Armed with the first majority granted by Canadian voters in the 1960s, Pierre Elliott Trudeau, Canada’s new prime minister, moved to implement both medicare and a new, more rational approach to government and policy-making in 1968. Appointing John Carr Munro, a labour lawyer and Member of Parliament for Hamilton East, as the Minister of National Health and Welfare, Trudeau intended to bring the principles of a “just society” into effect. But, like his counterparts in the provinces and in other developed countries, he was to discover that inflation and rising unemployment would limit further government expansion. The financial crisis that began in 1973 when the Organization of the Petroleum Exporting Countries unilaterally raised the price of oil had a profound effect on the expansion of hospital and medical services insurance, and ultimately led the federal government to propose a new cost-sharing arrangement.
For the provinces, the discovery that curative health care costs were rising faster than inflation prompted great interest in methods to curb these rampant increases. As a result, the provincial health and finance ministers supported Munro’s call for a series of national task forces on the costs of health services. These groups met from November 1968 to November 1969, and submitted a series of reports with recommendations for new approaches to service delivery and cost control. Alternative proposals and pilot studies of regional health units and community health centres indicated the bureaucracy’s interest in change, although, for the majority of citizens, medicare meant having access to doctors’ services in their offices and in hospitals without fear of receiving overwhelming bills or losing insurance coverage.
However, by the mid-1970s both the federal and provincial governments were recognizing that dealing with curative services alone could not counter cost increases and the growing burden of chronic disease.

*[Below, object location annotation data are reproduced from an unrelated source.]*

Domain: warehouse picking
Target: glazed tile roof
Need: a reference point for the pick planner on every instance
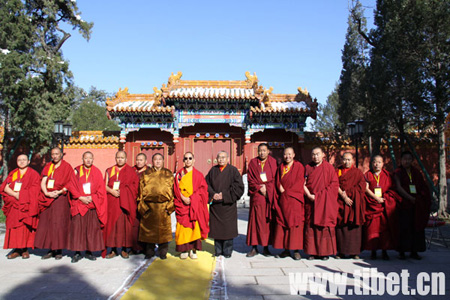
(94, 139)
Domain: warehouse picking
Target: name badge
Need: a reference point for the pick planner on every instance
(116, 185)
(378, 192)
(263, 176)
(50, 183)
(87, 188)
(17, 186)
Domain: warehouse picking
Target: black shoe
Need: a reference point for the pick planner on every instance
(284, 254)
(50, 254)
(373, 256)
(76, 258)
(266, 252)
(252, 253)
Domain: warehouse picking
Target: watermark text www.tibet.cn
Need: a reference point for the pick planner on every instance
(366, 281)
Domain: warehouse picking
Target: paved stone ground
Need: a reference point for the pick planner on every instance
(235, 278)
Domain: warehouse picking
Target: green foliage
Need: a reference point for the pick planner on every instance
(89, 112)
(352, 80)
(36, 87)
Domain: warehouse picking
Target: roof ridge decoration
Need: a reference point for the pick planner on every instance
(266, 98)
(252, 80)
(173, 79)
(157, 95)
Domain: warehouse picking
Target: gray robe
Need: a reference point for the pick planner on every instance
(223, 213)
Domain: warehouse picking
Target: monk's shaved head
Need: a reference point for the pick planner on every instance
(56, 149)
(121, 152)
(289, 149)
(22, 154)
(348, 154)
(317, 148)
(87, 153)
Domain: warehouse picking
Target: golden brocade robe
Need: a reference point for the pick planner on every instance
(155, 205)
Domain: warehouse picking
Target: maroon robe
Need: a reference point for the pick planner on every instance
(54, 220)
(22, 214)
(137, 246)
(121, 210)
(289, 207)
(350, 218)
(196, 211)
(413, 217)
(87, 219)
(321, 214)
(380, 228)
(260, 212)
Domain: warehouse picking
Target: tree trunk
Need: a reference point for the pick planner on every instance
(442, 212)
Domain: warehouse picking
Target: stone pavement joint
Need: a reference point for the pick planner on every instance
(239, 277)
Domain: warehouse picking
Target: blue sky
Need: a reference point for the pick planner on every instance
(137, 44)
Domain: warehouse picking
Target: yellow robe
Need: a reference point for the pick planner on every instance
(155, 204)
(184, 235)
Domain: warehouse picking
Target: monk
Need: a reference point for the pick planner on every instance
(121, 187)
(88, 216)
(58, 179)
(140, 167)
(20, 193)
(225, 187)
(380, 228)
(414, 207)
(321, 207)
(351, 200)
(261, 189)
(191, 208)
(289, 206)
(155, 207)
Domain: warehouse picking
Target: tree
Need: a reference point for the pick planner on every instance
(410, 67)
(89, 112)
(354, 62)
(327, 116)
(36, 87)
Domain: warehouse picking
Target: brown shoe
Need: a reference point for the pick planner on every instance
(48, 255)
(13, 255)
(252, 253)
(297, 256)
(111, 255)
(124, 254)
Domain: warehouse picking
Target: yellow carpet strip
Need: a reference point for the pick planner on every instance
(175, 278)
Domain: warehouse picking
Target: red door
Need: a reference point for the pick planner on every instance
(205, 151)
(151, 151)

Within the Department of National Health and Welfare, a Long Range Health Planning Branch was created to bring futures planning into the department. This change resulted in the government Green Paper, A New Perspective on the Health of Canadians, which argued that the environment, human biology and lifestyle were just as important as the health care system in ensuring the health of Canadians. Such an expansive vision confounded provincial and local civil servants, who were working to get their citizens enrolled in provincial health plans and to provide the federal government with the information necessary to get their transfer payments. But public health staff around the country were heartened to see the importance of health promotion and the environmental and socio-economic determinants of health finally being recognized.
Although the federal government was building for the future through the introduction of health promotion activities, most attention was focused on cost control and renegotiating financial arrangements with the provinces. The discord that this produced led to negotiations between the federal and provincial health and finance ministers which resulted in the Federal-Provincial Fiscal Arrangements and Established Programs Financing Act which took effect on April 1, 1977. Instead of the careful accounting procedures that had characterized the Hospital Insurance and Diagnostic Services Act, each province would be given a lump sum to spend on health care and post-secondary education. While this would enable the federal government to control its spending, it left provincial governments facing angry medical associations, vocal nursing and support staff unions, and increasingly irate patients who were worried that opting out would result in extra-billing and a loss of professional services. What had happened to the promise of medicare over the course of one short decade?